By Ian Langworthy, Historian and Battlefield Guide.
Looking back at last November’s edition of What’s the Buzz? we did touch on the work of the Commonwealth War Graves Commission (CWGC) and it’s now time to look more closely at the work of that organisation. As many of you will have seen driving through northern France and Belgium, there are cemeteries everywhere, large and small from both World War 1 and World War 2, all very distinctive in their layout and look and often in the middle of nowhere. How did they come to be there? Why do they all look the same?
It’s questionable what would have happened without the work and dedication of one man, Fabian Ware. Ware was attached to the Red Cross at the start of World War 1 (WW1) and realised very quickly, as the British Army retreated through Belgium and France in the autumn of 1914, that records needed to be kept of who had died and where so that they could be properly commemorated and, if possible, buried in a marked grave. There was to be no question of what happened after the Battle of Waterloo which so enraged W.M. Thackeray of bodies “being shovelled into a pit… and so forgotten”
Support for this work was soon gathered and the Graves Registration Committee was formed with Ware at its head. By this time the front line in western Europe had become largely static (as was the case in other theatres of war, such as Gallipoli) so in theory, the work of recording deaths and burials was easier but with such a large area of no man’s land containing many dead, and the fact that many temporary cemeteries were destroyed or damaged by subsequent shelling, there was still much to do.
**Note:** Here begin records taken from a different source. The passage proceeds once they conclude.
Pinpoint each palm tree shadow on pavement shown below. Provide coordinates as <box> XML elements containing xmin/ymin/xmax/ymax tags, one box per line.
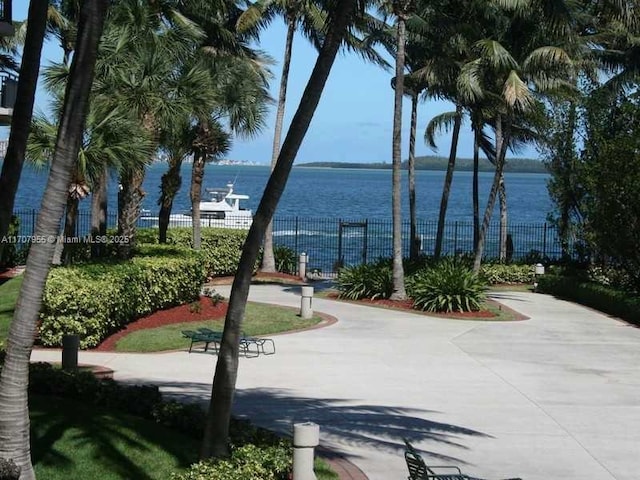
<box><xmin>140</xmin><ymin>380</ymin><xmax>490</xmax><ymax>465</ymax></box>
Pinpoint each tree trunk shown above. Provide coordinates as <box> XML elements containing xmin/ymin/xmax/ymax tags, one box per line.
<box><xmin>0</xmin><ymin>0</ymin><xmax>48</xmax><ymax>263</ymax></box>
<box><xmin>408</xmin><ymin>92</ymin><xmax>419</xmax><ymax>261</ymax></box>
<box><xmin>498</xmin><ymin>173</ymin><xmax>508</xmax><ymax>261</ymax></box>
<box><xmin>117</xmin><ymin>168</ymin><xmax>145</xmax><ymax>258</ymax></box>
<box><xmin>191</xmin><ymin>151</ymin><xmax>205</xmax><ymax>250</ymax></box>
<box><xmin>200</xmin><ymin>0</ymin><xmax>357</xmax><ymax>459</ymax></box>
<box><xmin>390</xmin><ymin>11</ymin><xmax>407</xmax><ymax>300</ymax></box>
<box><xmin>262</xmin><ymin>15</ymin><xmax>296</xmax><ymax>273</ymax></box>
<box><xmin>0</xmin><ymin>3</ymin><xmax>108</xmax><ymax>478</ymax></box>
<box><xmin>434</xmin><ymin>105</ymin><xmax>463</xmax><ymax>259</ymax></box>
<box><xmin>473</xmin><ymin>114</ymin><xmax>510</xmax><ymax>273</ymax></box>
<box><xmin>90</xmin><ymin>167</ymin><xmax>108</xmax><ymax>259</ymax></box>
<box><xmin>61</xmin><ymin>196</ymin><xmax>79</xmax><ymax>265</ymax></box>
<box><xmin>472</xmin><ymin>126</ymin><xmax>480</xmax><ymax>251</ymax></box>
<box><xmin>159</xmin><ymin>159</ymin><xmax>182</xmax><ymax>244</ymax></box>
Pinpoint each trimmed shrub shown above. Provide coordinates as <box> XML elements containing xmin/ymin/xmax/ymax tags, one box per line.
<box><xmin>39</xmin><ymin>245</ymin><xmax>206</xmax><ymax>348</ymax></box>
<box><xmin>171</xmin><ymin>443</ymin><xmax>292</xmax><ymax>480</ymax></box>
<box><xmin>408</xmin><ymin>257</ymin><xmax>487</xmax><ymax>312</ymax></box>
<box><xmin>336</xmin><ymin>259</ymin><xmax>393</xmax><ymax>300</ymax></box>
<box><xmin>479</xmin><ymin>263</ymin><xmax>535</xmax><ymax>285</ymax></box>
<box><xmin>537</xmin><ymin>274</ymin><xmax>640</xmax><ymax>326</ymax></box>
<box><xmin>136</xmin><ymin>227</ymin><xmax>250</xmax><ymax>277</ymax></box>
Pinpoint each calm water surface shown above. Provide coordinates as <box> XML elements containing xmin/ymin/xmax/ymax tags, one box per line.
<box><xmin>14</xmin><ymin>164</ymin><xmax>553</xmax><ymax>223</ymax></box>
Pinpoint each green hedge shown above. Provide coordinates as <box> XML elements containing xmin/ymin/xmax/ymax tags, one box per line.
<box><xmin>479</xmin><ymin>263</ymin><xmax>535</xmax><ymax>285</ymax></box>
<box><xmin>137</xmin><ymin>228</ymin><xmax>249</xmax><ymax>277</ymax></box>
<box><xmin>40</xmin><ymin>245</ymin><xmax>206</xmax><ymax>348</ymax></box>
<box><xmin>538</xmin><ymin>274</ymin><xmax>640</xmax><ymax>326</ymax></box>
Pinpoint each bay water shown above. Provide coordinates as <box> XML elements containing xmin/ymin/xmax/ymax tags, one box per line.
<box><xmin>14</xmin><ymin>163</ymin><xmax>553</xmax><ymax>223</ymax></box>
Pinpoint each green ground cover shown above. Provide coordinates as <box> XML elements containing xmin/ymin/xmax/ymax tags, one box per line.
<box><xmin>115</xmin><ymin>303</ymin><xmax>322</xmax><ymax>352</ymax></box>
<box><xmin>31</xmin><ymin>394</ymin><xmax>338</xmax><ymax>480</ymax></box>
<box><xmin>31</xmin><ymin>394</ymin><xmax>198</xmax><ymax>480</ymax></box>
<box><xmin>0</xmin><ymin>276</ymin><xmax>22</xmax><ymax>342</ymax></box>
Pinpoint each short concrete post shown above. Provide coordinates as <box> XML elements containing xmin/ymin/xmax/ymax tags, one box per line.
<box><xmin>300</xmin><ymin>286</ymin><xmax>314</xmax><ymax>319</ymax></box>
<box><xmin>62</xmin><ymin>334</ymin><xmax>80</xmax><ymax>371</ymax></box>
<box><xmin>298</xmin><ymin>252</ymin><xmax>308</xmax><ymax>280</ymax></box>
<box><xmin>293</xmin><ymin>422</ymin><xmax>319</xmax><ymax>480</ymax></box>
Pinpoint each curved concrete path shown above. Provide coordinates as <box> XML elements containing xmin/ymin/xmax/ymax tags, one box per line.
<box><xmin>32</xmin><ymin>286</ymin><xmax>640</xmax><ymax>480</ymax></box>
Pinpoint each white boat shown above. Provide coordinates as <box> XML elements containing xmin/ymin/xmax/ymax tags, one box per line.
<box><xmin>141</xmin><ymin>183</ymin><xmax>253</xmax><ymax>229</ymax></box>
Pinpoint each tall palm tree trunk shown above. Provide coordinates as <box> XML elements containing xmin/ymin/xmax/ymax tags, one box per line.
<box><xmin>262</xmin><ymin>16</ymin><xmax>296</xmax><ymax>273</ymax></box>
<box><xmin>0</xmin><ymin>3</ymin><xmax>108</xmax><ymax>478</ymax></box>
<box><xmin>191</xmin><ymin>152</ymin><xmax>205</xmax><ymax>250</ymax></box>
<box><xmin>62</xmin><ymin>196</ymin><xmax>79</xmax><ymax>265</ymax></box>
<box><xmin>408</xmin><ymin>92</ymin><xmax>419</xmax><ymax>261</ymax></box>
<box><xmin>473</xmin><ymin>114</ymin><xmax>510</xmax><ymax>273</ymax></box>
<box><xmin>498</xmin><ymin>173</ymin><xmax>508</xmax><ymax>261</ymax></box>
<box><xmin>0</xmin><ymin>0</ymin><xmax>48</xmax><ymax>262</ymax></box>
<box><xmin>201</xmin><ymin>0</ymin><xmax>358</xmax><ymax>459</ymax></box>
<box><xmin>90</xmin><ymin>168</ymin><xmax>108</xmax><ymax>258</ymax></box>
<box><xmin>434</xmin><ymin>105</ymin><xmax>462</xmax><ymax>258</ymax></box>
<box><xmin>390</xmin><ymin>5</ymin><xmax>409</xmax><ymax>300</ymax></box>
<box><xmin>158</xmin><ymin>159</ymin><xmax>182</xmax><ymax>243</ymax></box>
<box><xmin>472</xmin><ymin>127</ymin><xmax>480</xmax><ymax>250</ymax></box>
<box><xmin>117</xmin><ymin>168</ymin><xmax>145</xmax><ymax>258</ymax></box>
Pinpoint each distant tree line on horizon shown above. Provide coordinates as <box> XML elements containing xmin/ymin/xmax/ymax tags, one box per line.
<box><xmin>298</xmin><ymin>156</ymin><xmax>548</xmax><ymax>173</ymax></box>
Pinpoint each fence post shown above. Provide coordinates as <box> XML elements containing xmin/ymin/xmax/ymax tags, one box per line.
<box><xmin>454</xmin><ymin>221</ymin><xmax>459</xmax><ymax>254</ymax></box>
<box><xmin>363</xmin><ymin>219</ymin><xmax>368</xmax><ymax>264</ymax></box>
<box><xmin>542</xmin><ymin>222</ymin><xmax>547</xmax><ymax>258</ymax></box>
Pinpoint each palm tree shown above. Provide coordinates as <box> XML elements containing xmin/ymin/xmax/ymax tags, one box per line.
<box><xmin>26</xmin><ymin>96</ymin><xmax>154</xmax><ymax>262</ymax></box>
<box><xmin>237</xmin><ymin>0</ymin><xmax>324</xmax><ymax>271</ymax></box>
<box><xmin>239</xmin><ymin>0</ymin><xmax>389</xmax><ymax>272</ymax></box>
<box><xmin>201</xmin><ymin>0</ymin><xmax>363</xmax><ymax>458</ymax></box>
<box><xmin>90</xmin><ymin>0</ymin><xmax>210</xmax><ymax>258</ymax></box>
<box><xmin>387</xmin><ymin>0</ymin><xmax>414</xmax><ymax>300</ymax></box>
<box><xmin>465</xmin><ymin>8</ymin><xmax>576</xmax><ymax>273</ymax></box>
<box><xmin>0</xmin><ymin>0</ymin><xmax>48</xmax><ymax>265</ymax></box>
<box><xmin>0</xmin><ymin>2</ymin><xmax>109</xmax><ymax>477</ymax></box>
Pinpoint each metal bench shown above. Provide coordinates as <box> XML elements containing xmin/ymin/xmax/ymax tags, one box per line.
<box><xmin>181</xmin><ymin>329</ymin><xmax>221</xmax><ymax>353</ymax></box>
<box><xmin>403</xmin><ymin>439</ymin><xmax>521</xmax><ymax>480</ymax></box>
<box><xmin>196</xmin><ymin>328</ymin><xmax>275</xmax><ymax>358</ymax></box>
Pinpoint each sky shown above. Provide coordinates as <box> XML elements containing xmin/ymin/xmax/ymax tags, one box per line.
<box><xmin>12</xmin><ymin>4</ymin><xmax>538</xmax><ymax>165</ymax></box>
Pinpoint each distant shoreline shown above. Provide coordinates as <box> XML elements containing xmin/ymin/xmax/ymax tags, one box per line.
<box><xmin>296</xmin><ymin>156</ymin><xmax>548</xmax><ymax>174</ymax></box>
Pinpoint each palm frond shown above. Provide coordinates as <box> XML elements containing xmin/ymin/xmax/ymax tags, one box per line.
<box><xmin>424</xmin><ymin>111</ymin><xmax>461</xmax><ymax>150</ymax></box>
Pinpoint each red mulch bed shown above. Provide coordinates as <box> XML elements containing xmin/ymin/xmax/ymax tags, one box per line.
<box><xmin>94</xmin><ymin>296</ymin><xmax>228</xmax><ymax>351</ymax></box>
<box><xmin>326</xmin><ymin>292</ymin><xmax>498</xmax><ymax>318</ymax></box>
<box><xmin>209</xmin><ymin>272</ymin><xmax>304</xmax><ymax>285</ymax></box>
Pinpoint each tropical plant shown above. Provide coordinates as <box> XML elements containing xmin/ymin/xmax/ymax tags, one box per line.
<box><xmin>0</xmin><ymin>2</ymin><xmax>109</xmax><ymax>477</ymax></box>
<box><xmin>467</xmin><ymin>3</ymin><xmax>578</xmax><ymax>273</ymax></box>
<box><xmin>273</xmin><ymin>244</ymin><xmax>297</xmax><ymax>274</ymax></box>
<box><xmin>0</xmin><ymin>0</ymin><xmax>48</xmax><ymax>266</ymax></box>
<box><xmin>409</xmin><ymin>257</ymin><xmax>487</xmax><ymax>312</ymax></box>
<box><xmin>201</xmin><ymin>0</ymin><xmax>363</xmax><ymax>459</ymax></box>
<box><xmin>239</xmin><ymin>0</ymin><xmax>390</xmax><ymax>272</ymax></box>
<box><xmin>336</xmin><ymin>260</ymin><xmax>393</xmax><ymax>300</ymax></box>
<box><xmin>387</xmin><ymin>0</ymin><xmax>414</xmax><ymax>300</ymax></box>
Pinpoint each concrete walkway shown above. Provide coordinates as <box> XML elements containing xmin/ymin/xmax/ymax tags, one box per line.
<box><xmin>32</xmin><ymin>286</ymin><xmax>640</xmax><ymax>480</ymax></box>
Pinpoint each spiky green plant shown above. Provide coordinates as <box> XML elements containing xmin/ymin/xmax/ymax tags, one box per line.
<box><xmin>409</xmin><ymin>257</ymin><xmax>487</xmax><ymax>312</ymax></box>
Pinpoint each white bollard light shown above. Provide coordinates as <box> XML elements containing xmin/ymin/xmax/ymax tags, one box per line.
<box><xmin>293</xmin><ymin>422</ymin><xmax>320</xmax><ymax>480</ymax></box>
<box><xmin>298</xmin><ymin>252</ymin><xmax>308</xmax><ymax>280</ymax></box>
<box><xmin>300</xmin><ymin>286</ymin><xmax>314</xmax><ymax>319</ymax></box>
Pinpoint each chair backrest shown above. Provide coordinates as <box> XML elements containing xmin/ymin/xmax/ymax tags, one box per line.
<box><xmin>403</xmin><ymin>439</ymin><xmax>433</xmax><ymax>479</ymax></box>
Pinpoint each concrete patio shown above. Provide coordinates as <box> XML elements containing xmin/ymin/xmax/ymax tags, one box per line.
<box><xmin>31</xmin><ymin>286</ymin><xmax>640</xmax><ymax>480</ymax></box>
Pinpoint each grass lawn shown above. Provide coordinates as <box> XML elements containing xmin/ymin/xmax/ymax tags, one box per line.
<box><xmin>115</xmin><ymin>302</ymin><xmax>322</xmax><ymax>352</ymax></box>
<box><xmin>31</xmin><ymin>395</ymin><xmax>198</xmax><ymax>480</ymax></box>
<box><xmin>0</xmin><ymin>275</ymin><xmax>22</xmax><ymax>342</ymax></box>
<box><xmin>31</xmin><ymin>394</ymin><xmax>337</xmax><ymax>480</ymax></box>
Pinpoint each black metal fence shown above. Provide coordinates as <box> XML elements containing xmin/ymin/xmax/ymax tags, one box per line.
<box><xmin>11</xmin><ymin>209</ymin><xmax>567</xmax><ymax>274</ymax></box>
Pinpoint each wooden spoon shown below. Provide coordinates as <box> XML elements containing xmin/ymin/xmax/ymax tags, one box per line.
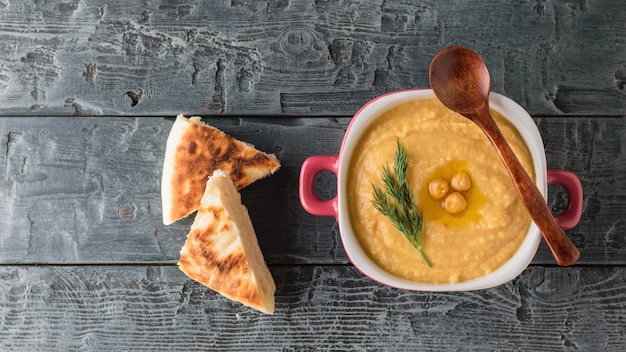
<box><xmin>429</xmin><ymin>45</ymin><xmax>580</xmax><ymax>266</ymax></box>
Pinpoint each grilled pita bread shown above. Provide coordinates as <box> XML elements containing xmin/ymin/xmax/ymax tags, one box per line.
<box><xmin>178</xmin><ymin>169</ymin><xmax>275</xmax><ymax>314</ymax></box>
<box><xmin>161</xmin><ymin>114</ymin><xmax>280</xmax><ymax>225</ymax></box>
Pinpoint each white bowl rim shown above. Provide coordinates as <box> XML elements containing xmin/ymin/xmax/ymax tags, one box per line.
<box><xmin>336</xmin><ymin>88</ymin><xmax>545</xmax><ymax>291</ymax></box>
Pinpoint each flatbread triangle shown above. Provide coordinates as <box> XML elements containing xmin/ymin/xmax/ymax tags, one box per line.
<box><xmin>161</xmin><ymin>114</ymin><xmax>280</xmax><ymax>225</ymax></box>
<box><xmin>178</xmin><ymin>169</ymin><xmax>276</xmax><ymax>314</ymax></box>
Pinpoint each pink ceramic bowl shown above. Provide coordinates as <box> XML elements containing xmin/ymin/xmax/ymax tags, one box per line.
<box><xmin>299</xmin><ymin>89</ymin><xmax>582</xmax><ymax>291</ymax></box>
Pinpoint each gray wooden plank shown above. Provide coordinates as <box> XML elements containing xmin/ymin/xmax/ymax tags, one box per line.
<box><xmin>0</xmin><ymin>0</ymin><xmax>623</xmax><ymax>117</ymax></box>
<box><xmin>0</xmin><ymin>116</ymin><xmax>347</xmax><ymax>264</ymax></box>
<box><xmin>1</xmin><ymin>116</ymin><xmax>625</xmax><ymax>265</ymax></box>
<box><xmin>0</xmin><ymin>265</ymin><xmax>624</xmax><ymax>351</ymax></box>
<box><xmin>540</xmin><ymin>118</ymin><xmax>626</xmax><ymax>264</ymax></box>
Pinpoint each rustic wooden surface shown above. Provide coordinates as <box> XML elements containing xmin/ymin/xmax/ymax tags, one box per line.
<box><xmin>1</xmin><ymin>116</ymin><xmax>624</xmax><ymax>265</ymax></box>
<box><xmin>0</xmin><ymin>0</ymin><xmax>623</xmax><ymax>117</ymax></box>
<box><xmin>1</xmin><ymin>0</ymin><xmax>625</xmax><ymax>351</ymax></box>
<box><xmin>1</xmin><ymin>265</ymin><xmax>624</xmax><ymax>351</ymax></box>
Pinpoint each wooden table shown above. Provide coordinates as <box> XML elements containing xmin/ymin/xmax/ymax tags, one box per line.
<box><xmin>1</xmin><ymin>1</ymin><xmax>624</xmax><ymax>350</ymax></box>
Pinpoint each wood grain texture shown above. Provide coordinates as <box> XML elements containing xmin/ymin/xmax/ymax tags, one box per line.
<box><xmin>0</xmin><ymin>116</ymin><xmax>347</xmax><ymax>264</ymax></box>
<box><xmin>0</xmin><ymin>265</ymin><xmax>624</xmax><ymax>351</ymax></box>
<box><xmin>0</xmin><ymin>1</ymin><xmax>623</xmax><ymax>350</ymax></box>
<box><xmin>0</xmin><ymin>0</ymin><xmax>623</xmax><ymax>117</ymax></box>
<box><xmin>540</xmin><ymin>117</ymin><xmax>626</xmax><ymax>264</ymax></box>
<box><xmin>0</xmin><ymin>116</ymin><xmax>624</xmax><ymax>265</ymax></box>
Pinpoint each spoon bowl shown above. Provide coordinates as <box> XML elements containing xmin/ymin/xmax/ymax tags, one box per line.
<box><xmin>429</xmin><ymin>45</ymin><xmax>580</xmax><ymax>266</ymax></box>
<box><xmin>429</xmin><ymin>46</ymin><xmax>491</xmax><ymax>114</ymax></box>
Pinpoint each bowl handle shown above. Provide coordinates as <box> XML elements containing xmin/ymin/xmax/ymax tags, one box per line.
<box><xmin>547</xmin><ymin>169</ymin><xmax>583</xmax><ymax>230</ymax></box>
<box><xmin>299</xmin><ymin>155</ymin><xmax>339</xmax><ymax>219</ymax></box>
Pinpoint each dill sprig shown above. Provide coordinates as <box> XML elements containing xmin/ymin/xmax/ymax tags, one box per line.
<box><xmin>371</xmin><ymin>140</ymin><xmax>432</xmax><ymax>267</ymax></box>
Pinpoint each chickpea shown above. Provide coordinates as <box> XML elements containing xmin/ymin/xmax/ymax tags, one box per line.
<box><xmin>442</xmin><ymin>192</ymin><xmax>467</xmax><ymax>214</ymax></box>
<box><xmin>451</xmin><ymin>171</ymin><xmax>472</xmax><ymax>192</ymax></box>
<box><xmin>428</xmin><ymin>178</ymin><xmax>449</xmax><ymax>200</ymax></box>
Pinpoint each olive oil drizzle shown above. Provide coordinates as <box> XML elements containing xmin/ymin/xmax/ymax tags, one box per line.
<box><xmin>371</xmin><ymin>140</ymin><xmax>432</xmax><ymax>268</ymax></box>
<box><xmin>420</xmin><ymin>161</ymin><xmax>487</xmax><ymax>228</ymax></box>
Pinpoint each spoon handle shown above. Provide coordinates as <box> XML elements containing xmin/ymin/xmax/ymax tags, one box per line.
<box><xmin>472</xmin><ymin>109</ymin><xmax>580</xmax><ymax>266</ymax></box>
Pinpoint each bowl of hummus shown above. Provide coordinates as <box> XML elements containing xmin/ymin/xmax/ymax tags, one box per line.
<box><xmin>299</xmin><ymin>89</ymin><xmax>582</xmax><ymax>291</ymax></box>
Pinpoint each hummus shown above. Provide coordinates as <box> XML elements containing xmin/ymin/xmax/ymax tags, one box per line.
<box><xmin>347</xmin><ymin>98</ymin><xmax>534</xmax><ymax>284</ymax></box>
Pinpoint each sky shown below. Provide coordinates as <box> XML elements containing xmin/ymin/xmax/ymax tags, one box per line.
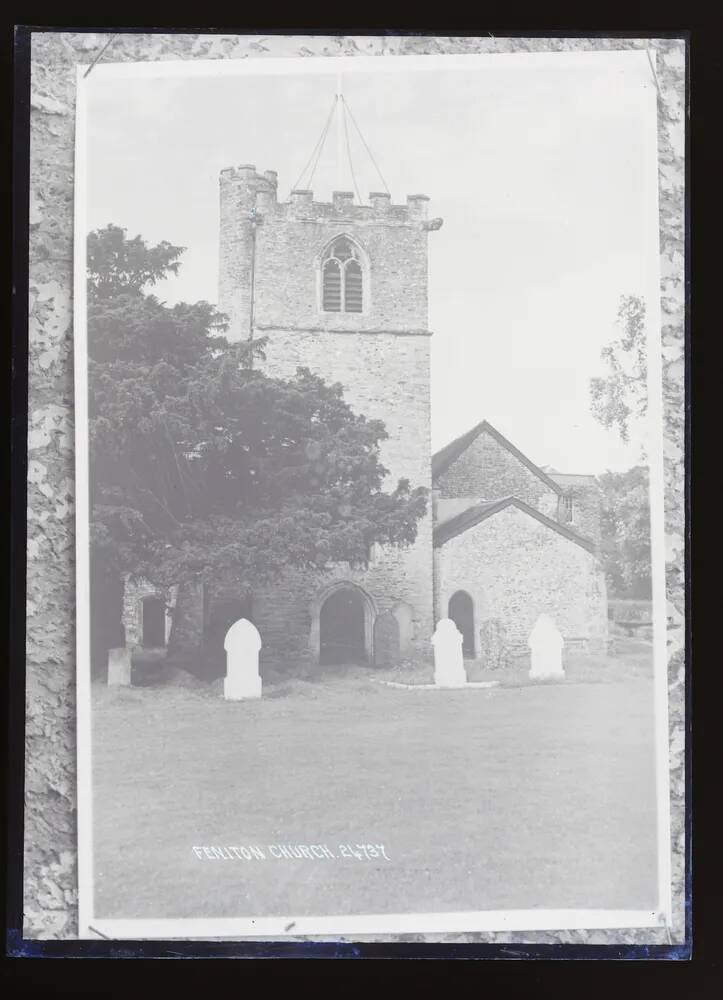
<box><xmin>83</xmin><ymin>51</ymin><xmax>661</xmax><ymax>474</ymax></box>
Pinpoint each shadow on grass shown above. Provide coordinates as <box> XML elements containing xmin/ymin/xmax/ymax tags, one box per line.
<box><xmin>101</xmin><ymin>635</ymin><xmax>653</xmax><ymax>703</ymax></box>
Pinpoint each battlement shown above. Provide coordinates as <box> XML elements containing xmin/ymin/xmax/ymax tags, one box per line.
<box><xmin>220</xmin><ymin>165</ymin><xmax>439</xmax><ymax>227</ymax></box>
<box><xmin>219</xmin><ymin>163</ymin><xmax>440</xmax><ymax>342</ymax></box>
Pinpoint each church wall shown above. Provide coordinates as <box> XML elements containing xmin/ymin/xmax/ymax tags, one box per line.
<box><xmin>435</xmin><ymin>506</ymin><xmax>608</xmax><ymax>654</ymax></box>
<box><xmin>566</xmin><ymin>483</ymin><xmax>602</xmax><ymax>552</ymax></box>
<box><xmin>255</xmin><ymin>327</ymin><xmax>433</xmax><ymax>668</ymax></box>
<box><xmin>254</xmin><ymin>210</ymin><xmax>429</xmax><ymax>334</ymax></box>
<box><xmin>122</xmin><ymin>576</ymin><xmax>165</xmax><ymax>648</ymax></box>
<box><xmin>219</xmin><ymin>167</ymin><xmax>434</xmax><ymax>341</ymax></box>
<box><xmin>261</xmin><ymin>328</ymin><xmax>431</xmax><ymax>501</ymax></box>
<box><xmin>435</xmin><ymin>497</ymin><xmax>478</xmax><ymax>524</ymax></box>
<box><xmin>250</xmin><ymin>540</ymin><xmax>435</xmax><ymax>671</ymax></box>
<box><xmin>198</xmin><ymin>168</ymin><xmax>438</xmax><ymax>671</ymax></box>
<box><xmin>434</xmin><ymin>430</ymin><xmax>560</xmax><ymax>519</ymax></box>
<box><xmin>169</xmin><ymin>539</ymin><xmax>434</xmax><ymax>673</ymax></box>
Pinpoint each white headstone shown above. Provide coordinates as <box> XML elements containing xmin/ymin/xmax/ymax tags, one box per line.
<box><xmin>223</xmin><ymin>618</ymin><xmax>262</xmax><ymax>700</ymax></box>
<box><xmin>528</xmin><ymin>614</ymin><xmax>565</xmax><ymax>679</ymax></box>
<box><xmin>431</xmin><ymin>618</ymin><xmax>467</xmax><ymax>688</ymax></box>
<box><xmin>108</xmin><ymin>647</ymin><xmax>132</xmax><ymax>686</ymax></box>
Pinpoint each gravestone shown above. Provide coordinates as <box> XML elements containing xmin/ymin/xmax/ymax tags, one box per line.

Even whilst the war continued, planning was underway as to the type, size and design of permanent cemeteries to be built after the cessation of hostilities and the construction of memorials to the dead and the missing. The Imperial War Graves Commission, as the committee became, included many eminent figures including Ware and Rudyard Kipling (whose own son Jack had been killed in France in 1915). It set about deciding on some governing principles to guide their work. First and foremost, there was to be equal treatment of the war dead – “Equality in Death”. So there would be no difference in the treatment of the graves or commemoration of officers and non-commissioned ranks (the ordinary soldier). This led to what was probably the most controversial proposal and that was that there would be no repatriation of bodies. It was realised that in practice this would not be possible for the ordinary family so the rule would apply to all. Although there was initial opposition to this, the principle was accepted and it is worth noting that Queen Victorias’ grandson, Prince Maurice, a professional soldier killed in 1914 remains buried near his men in Ypres Town cemetery.
It was decided that the basic design of the cemeteries would be the same regardless of size. Surrounded by a low red brick wall capped by white stone, each cemetery would contain the cross of sacrifice and larger sites would contain the stone of remembrance with words carved on it chosen by Rudyard Kipling “their name liveth for evermore”. The wooden cross originally placed to mark a grave would be replaced by a white limestone headstone of the same size, engraved in the same way, with the name rank and number of the dead man or woman (where known), their regimental badge, a cross (unless the family objected) or star of David and an inscription supplied by the family (initially at a cost but subsequently waived).
As far as possible, bodies were buried close to where they died but with so many individual graves and many small cemeteries dotted throughout the countryside, many were brought into large concentration cemeteries. Graves are laid out in line, intended to represent a battalion on parade divided into smaller groups (sections and platoons) as in the army. The cemeteries were to be planted (where possible) with plants and flowers to be found in an English country garden, a challenge in cemeteries in the middle east and other far-flung parts of the (now) Commonwealth and experts from Kew were brought in to advise.
And what about the missing? It was proposed that a headstone should be erected for each missing serviceperson, this idea was rejected as the sheer number of missing made this impracticable. It was decided that they would be commemorated on large memorials that were to be built in the main battle areas. On the western front, these were at Thiepval on the Somme and the Menin Gate at Ypres. It was discovered that the Menin Gate, designed to take some 60,000 names, would not be enough. So at the largest CWGC cemetery in the world, Tyne Cot near Ypres, a wall was built to take another 35,000. At Thiepval, the memorial contains over 72,000 names and there are other memorials at Ploegsteert in Belgium and elsewhere. The number of dedicated memorials proposed became so large that they had to be reduced with names being allocated to memorial walls at existing cemeteries; the numbers were so large.
You may think that I have concentrated here on WW1 and the western front and that is because this is where it all started. The work of the CWGC is, however, worldwide and covers the battles of both world wars and conflicts since. The ethos and guiding principles remain unchanged and the work of maintenance and repair is unending. The Commission cares for more than 23,000 sites in 150 countries throughout the world, containing more than 1,130,000 graves and memorials to over 700,000 missing. In this short article, it is not possible to do justice to the work of Fabian Ware and his colleagues and their successors but the cemeteries and memorials are a testament to what they do and a fitting tribute to the sacrifice of those who died.